The Government knows they’ve excluded millions from coronavirus support schemes – so why won’t they act?

It’s nearly 8 months since the Chancellor Rishi Sunak first announced the furlough scheme, and around 7 months since he launched the self-employed income support scheme (SEISS).

These schemes have provided important help to workers in the UK, many of whom have had their employment hit by the pandemic and Government restrictions. But since March, around 3 million working people have not been eligible for any Government help at all, through no fault of their own. This is because of the particular eligibility criteria of the SEISS, and has been devastating for the livelihoods and mental health of many.

In the early days of the pandemic, the gaps in support could be attributed to hasty policy making. Like many of my Labour colleagues, I contacted the Treasury several times and spoke in Parliament to highlight local cases of people missing out unfairly – like the newly self-employed; those who work via a series of short-term PAYE contracts; those who operate through limited companies; who pay themselves through dividends; or who have portfolio work through both direct employment and self-employment. Time and time again, we have urged the Government to fix these early mistakes to ensure that financial help could reach those who need it.

The grassroots campaign groups Excluded UK, Forgotten Limited and Forgotten PAYE were quickly formed, followed by a cross-party Parliamentary Group on Gaps in Support of which I’m a member. These groups have continually pressed the Government and clearly demonstrated the range of problems with the current scheme for the self-employed.

The Government knows the problems now, and the Chancellor Rishi Sunak’s failure to act is not a mistake, it’s a choice. As a justification, Ministers have said that those affected can get by on the UK’s paltry social security offering. Even if that were adequate, many self-employed people can’t claim support from social security if they have savings to cover things like tax liabilities or sick pay, and for other reasons.

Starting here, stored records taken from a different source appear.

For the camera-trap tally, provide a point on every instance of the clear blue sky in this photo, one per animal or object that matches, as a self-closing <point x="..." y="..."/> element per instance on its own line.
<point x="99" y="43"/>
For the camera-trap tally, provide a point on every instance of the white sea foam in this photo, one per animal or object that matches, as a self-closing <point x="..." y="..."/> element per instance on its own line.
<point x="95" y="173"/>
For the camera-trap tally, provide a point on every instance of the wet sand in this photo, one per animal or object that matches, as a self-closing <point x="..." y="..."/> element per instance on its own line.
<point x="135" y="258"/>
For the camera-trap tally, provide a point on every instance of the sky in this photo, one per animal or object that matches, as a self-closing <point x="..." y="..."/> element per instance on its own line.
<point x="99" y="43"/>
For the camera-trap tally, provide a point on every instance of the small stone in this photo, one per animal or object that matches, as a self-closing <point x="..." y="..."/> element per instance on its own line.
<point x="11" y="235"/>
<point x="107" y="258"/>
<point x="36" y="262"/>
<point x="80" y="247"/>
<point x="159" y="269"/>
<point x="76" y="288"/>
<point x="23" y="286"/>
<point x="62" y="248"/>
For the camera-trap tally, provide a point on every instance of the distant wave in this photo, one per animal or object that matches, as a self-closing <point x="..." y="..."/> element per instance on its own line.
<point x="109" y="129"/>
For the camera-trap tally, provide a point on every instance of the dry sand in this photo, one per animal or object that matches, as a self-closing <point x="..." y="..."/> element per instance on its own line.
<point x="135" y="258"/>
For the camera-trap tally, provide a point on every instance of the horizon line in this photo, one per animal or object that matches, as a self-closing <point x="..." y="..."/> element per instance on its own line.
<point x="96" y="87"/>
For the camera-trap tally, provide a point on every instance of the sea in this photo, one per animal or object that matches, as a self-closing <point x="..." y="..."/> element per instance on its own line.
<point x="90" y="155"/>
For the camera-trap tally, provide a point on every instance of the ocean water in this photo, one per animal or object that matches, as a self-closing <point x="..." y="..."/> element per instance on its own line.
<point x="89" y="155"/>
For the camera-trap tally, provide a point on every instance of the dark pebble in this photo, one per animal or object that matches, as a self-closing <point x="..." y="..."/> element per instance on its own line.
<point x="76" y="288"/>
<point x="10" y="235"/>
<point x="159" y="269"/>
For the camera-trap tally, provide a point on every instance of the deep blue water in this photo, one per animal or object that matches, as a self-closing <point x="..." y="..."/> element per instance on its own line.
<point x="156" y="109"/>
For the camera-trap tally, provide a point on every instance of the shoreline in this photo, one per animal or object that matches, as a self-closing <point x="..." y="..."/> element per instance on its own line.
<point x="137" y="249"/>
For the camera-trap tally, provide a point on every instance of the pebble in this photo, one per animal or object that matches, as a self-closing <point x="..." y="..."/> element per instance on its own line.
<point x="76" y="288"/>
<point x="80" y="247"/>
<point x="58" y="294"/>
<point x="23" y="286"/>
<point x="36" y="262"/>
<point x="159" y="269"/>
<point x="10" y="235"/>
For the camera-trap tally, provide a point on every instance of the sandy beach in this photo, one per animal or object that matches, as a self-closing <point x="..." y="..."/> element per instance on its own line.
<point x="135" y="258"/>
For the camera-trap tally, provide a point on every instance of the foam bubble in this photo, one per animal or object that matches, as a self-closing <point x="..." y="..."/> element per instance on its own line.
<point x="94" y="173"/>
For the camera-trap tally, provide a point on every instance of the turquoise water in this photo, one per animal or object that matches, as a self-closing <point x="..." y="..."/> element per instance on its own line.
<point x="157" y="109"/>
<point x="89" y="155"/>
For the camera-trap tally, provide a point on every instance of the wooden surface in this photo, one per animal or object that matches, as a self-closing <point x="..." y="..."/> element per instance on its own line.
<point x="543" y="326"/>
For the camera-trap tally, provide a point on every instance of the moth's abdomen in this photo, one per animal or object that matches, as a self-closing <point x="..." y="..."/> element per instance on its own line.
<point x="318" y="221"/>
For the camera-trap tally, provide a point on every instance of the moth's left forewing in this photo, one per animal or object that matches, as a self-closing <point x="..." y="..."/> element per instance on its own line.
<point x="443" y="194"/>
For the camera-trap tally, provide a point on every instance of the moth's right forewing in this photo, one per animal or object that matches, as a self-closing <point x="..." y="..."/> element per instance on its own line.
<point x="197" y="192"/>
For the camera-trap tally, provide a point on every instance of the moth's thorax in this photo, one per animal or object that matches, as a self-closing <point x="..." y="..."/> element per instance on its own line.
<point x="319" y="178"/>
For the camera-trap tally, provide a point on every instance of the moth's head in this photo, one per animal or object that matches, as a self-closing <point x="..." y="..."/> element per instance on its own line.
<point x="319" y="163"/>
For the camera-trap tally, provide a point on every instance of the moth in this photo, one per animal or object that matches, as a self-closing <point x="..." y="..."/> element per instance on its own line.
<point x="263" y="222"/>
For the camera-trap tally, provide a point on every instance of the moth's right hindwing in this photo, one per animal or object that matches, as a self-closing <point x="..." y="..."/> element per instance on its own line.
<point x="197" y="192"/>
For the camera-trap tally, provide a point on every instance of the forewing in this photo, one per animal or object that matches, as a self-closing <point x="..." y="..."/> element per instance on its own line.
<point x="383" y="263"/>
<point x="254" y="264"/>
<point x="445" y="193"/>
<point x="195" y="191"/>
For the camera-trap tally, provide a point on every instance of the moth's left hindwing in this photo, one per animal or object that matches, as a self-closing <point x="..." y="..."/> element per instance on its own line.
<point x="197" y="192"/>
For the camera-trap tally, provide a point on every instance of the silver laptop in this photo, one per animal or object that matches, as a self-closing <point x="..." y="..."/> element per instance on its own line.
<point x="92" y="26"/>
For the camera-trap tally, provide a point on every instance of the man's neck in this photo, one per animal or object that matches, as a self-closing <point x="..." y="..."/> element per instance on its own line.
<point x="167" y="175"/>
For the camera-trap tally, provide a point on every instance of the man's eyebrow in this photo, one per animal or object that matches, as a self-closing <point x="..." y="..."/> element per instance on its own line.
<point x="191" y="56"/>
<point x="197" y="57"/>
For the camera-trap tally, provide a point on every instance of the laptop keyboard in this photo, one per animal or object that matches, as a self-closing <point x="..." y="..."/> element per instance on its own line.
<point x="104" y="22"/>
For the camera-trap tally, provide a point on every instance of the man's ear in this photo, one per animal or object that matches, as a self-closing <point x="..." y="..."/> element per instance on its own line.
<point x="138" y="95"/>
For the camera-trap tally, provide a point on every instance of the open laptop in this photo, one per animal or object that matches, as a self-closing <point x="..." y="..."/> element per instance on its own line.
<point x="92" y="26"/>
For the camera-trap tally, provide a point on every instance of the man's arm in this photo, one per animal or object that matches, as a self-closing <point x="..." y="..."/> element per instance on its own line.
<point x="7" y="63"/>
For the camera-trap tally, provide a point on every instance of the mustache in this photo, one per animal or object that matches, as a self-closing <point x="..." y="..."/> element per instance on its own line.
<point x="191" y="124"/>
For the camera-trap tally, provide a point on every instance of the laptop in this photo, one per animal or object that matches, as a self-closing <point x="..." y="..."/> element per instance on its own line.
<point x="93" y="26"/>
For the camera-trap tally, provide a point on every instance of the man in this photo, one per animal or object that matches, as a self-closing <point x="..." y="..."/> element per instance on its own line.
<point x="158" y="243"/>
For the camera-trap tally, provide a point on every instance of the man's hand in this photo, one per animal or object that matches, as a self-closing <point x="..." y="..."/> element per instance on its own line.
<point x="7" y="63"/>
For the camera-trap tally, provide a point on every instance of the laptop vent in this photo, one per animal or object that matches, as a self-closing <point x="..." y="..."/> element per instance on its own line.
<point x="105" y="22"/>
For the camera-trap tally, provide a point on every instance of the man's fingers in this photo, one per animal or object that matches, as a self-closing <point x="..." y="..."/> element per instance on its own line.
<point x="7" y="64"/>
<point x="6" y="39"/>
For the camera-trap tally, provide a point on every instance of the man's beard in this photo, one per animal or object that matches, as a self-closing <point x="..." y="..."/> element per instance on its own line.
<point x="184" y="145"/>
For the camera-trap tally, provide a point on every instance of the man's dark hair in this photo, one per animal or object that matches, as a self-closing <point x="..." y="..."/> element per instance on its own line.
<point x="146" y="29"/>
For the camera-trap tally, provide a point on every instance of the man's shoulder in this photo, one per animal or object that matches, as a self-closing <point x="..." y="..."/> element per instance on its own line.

The Chancellor has changed his mind on economic support and outlined a new approach to Parliament seven times since March, so there have been plenty of opportunities to put things right – but not once has he chosen to deliver justice for the excluded self-employed.

And as it stands, following the recent U-turn and the new announcement on extending furlough and SEISS, the Institute for Fiscal Studies says provision remains ‘wasteful and badly targeted for the self-employed’ and the Institute of Directors confirms that ‘many self-employed continue to be left out in the cold’.

Labour’s shadow Chancellor Anneliese Dodds has been challenging Rishi Sunak regularly on this, and I was pleased that Labour Leader Keir Starmer was able to raise it directly with the Prime Minister in Parliament this week. You can read a full transcript of their exchange here.

Predictably, Johnson dodged the question and appeared not to take the issue seriously. But as the free school meals campaign has shown, with enough pressure the Government can be forced to do what’s right. So it’s vital that we keep pushing the Prime Minister and the Chancellor to act.